Transparent conductive materials are an important part of optoelectronic devices. Metal nanowire network (MNN) has the characteristics of high transmittance, high electrical conductivity and good flexibility, and is regarded as an ideal material to replace the traditional transparent conductive metal oxides. At present, improving the current carrying capacity and oxidation resistance of MNN is the key to expand its application range and service lifetime. This project aims to prepare a low-cost, high-stability Cu/AZO core/shell nanowire network transparent conductive material by using Joule heat-assisted combustion method which can selectively deposit AZO on the surface of Cu nanowires. The migration and diffusion activation energy of metal and oxygen ions at the Cu/AZO core/shell interface will be improved by regulating the chemical bond properties of Cu/AZO and the crystal structure of AZO shell. We will investigate the effect of combustion reaction precursor ratio and input power on the crystal structure of the AZO shell, and the optoelectronic performance of the Cu/AZO core/shell nanowire network.

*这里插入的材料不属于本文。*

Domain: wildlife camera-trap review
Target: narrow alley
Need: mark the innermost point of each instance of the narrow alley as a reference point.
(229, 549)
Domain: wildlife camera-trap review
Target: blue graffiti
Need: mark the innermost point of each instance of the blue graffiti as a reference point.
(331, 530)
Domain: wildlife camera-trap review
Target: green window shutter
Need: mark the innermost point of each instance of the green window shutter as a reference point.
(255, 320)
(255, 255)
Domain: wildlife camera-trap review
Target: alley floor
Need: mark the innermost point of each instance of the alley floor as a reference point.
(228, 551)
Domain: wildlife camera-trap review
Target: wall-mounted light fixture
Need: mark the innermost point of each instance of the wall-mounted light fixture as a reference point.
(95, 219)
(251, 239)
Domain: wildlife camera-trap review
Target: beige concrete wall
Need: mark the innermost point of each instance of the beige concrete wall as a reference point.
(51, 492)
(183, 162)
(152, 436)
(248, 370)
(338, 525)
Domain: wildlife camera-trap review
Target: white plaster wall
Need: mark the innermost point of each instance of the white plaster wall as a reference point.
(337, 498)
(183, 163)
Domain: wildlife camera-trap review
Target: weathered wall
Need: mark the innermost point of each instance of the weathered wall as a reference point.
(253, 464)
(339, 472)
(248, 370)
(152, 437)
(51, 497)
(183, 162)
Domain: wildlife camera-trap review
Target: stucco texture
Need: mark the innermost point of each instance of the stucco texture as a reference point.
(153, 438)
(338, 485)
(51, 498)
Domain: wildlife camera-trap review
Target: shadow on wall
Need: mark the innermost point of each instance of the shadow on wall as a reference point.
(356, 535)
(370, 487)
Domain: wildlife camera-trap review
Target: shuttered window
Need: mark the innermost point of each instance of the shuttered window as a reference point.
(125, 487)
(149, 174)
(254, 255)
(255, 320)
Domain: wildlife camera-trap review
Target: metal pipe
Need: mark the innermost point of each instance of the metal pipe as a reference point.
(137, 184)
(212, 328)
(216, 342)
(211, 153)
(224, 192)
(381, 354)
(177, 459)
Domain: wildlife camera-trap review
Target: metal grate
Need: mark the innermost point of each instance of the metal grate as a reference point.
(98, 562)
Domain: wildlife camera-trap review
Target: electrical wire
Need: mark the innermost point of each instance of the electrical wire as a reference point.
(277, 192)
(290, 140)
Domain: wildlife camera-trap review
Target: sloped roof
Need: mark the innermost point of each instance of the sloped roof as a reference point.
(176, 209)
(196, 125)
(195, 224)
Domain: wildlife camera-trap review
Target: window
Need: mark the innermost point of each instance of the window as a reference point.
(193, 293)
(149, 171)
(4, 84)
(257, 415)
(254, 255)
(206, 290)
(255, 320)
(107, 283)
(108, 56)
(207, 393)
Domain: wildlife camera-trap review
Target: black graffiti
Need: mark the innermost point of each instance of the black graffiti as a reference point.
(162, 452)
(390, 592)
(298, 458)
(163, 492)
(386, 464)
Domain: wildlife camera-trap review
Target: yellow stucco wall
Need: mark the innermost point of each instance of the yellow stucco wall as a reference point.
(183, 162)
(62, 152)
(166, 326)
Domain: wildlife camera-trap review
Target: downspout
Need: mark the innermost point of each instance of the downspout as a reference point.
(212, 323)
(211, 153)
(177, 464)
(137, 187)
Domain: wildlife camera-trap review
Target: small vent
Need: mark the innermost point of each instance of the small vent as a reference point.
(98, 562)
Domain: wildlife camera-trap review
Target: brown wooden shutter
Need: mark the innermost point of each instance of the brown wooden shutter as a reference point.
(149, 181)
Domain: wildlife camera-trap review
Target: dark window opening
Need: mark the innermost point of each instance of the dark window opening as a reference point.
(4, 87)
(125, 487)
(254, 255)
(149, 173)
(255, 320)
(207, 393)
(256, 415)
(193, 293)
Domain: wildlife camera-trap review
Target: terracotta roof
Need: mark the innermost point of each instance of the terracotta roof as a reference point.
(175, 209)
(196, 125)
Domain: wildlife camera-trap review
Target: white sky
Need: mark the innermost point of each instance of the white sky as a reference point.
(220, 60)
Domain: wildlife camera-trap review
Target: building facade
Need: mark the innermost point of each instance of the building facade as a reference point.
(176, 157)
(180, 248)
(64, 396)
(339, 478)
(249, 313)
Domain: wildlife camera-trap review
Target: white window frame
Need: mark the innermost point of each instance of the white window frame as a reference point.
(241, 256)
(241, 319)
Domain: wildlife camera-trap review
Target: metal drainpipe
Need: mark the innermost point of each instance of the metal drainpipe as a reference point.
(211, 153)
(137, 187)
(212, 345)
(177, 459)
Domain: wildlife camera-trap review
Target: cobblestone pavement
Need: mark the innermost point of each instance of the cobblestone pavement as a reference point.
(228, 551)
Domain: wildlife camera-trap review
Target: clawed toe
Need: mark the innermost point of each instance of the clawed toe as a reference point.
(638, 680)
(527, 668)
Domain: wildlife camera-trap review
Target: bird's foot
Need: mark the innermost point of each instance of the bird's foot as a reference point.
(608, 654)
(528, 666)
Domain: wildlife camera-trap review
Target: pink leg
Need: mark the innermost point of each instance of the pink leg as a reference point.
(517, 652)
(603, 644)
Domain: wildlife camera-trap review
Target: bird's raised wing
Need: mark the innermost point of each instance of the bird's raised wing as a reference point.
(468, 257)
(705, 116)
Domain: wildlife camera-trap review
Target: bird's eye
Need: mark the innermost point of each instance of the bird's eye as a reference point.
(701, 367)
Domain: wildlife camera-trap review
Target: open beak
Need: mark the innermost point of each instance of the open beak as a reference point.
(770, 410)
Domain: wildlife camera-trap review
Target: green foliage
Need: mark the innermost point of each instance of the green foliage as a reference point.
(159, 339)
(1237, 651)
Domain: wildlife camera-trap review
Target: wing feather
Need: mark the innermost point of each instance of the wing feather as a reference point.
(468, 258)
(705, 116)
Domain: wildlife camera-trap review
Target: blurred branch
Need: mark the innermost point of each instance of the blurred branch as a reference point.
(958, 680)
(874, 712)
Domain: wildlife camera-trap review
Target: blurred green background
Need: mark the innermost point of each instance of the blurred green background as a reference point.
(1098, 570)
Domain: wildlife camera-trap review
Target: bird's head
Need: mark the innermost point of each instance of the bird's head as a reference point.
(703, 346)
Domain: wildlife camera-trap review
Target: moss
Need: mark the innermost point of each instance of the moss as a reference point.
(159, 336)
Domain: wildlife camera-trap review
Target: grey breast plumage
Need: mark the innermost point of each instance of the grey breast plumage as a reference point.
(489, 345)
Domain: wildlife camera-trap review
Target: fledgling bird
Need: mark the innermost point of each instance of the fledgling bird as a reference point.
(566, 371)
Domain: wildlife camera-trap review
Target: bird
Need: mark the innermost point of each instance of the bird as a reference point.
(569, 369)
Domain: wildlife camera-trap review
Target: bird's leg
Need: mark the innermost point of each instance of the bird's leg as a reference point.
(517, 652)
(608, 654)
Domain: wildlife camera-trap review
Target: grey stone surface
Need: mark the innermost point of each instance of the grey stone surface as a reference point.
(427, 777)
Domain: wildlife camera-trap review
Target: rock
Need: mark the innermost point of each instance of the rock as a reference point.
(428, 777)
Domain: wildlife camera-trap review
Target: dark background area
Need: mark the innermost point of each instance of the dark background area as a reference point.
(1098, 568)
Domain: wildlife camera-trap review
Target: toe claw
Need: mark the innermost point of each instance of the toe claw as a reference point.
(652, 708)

The in-situ characterization, theory simulation and temperature-dependent electrical test will be carried out to reveal the influence mechanism of AZO shell thickness and crystallinity, and Cu/AZO interface properties on the stability of copper nanowire network. This project provides a new idea for improving the stability of MNN transparent conductive materials.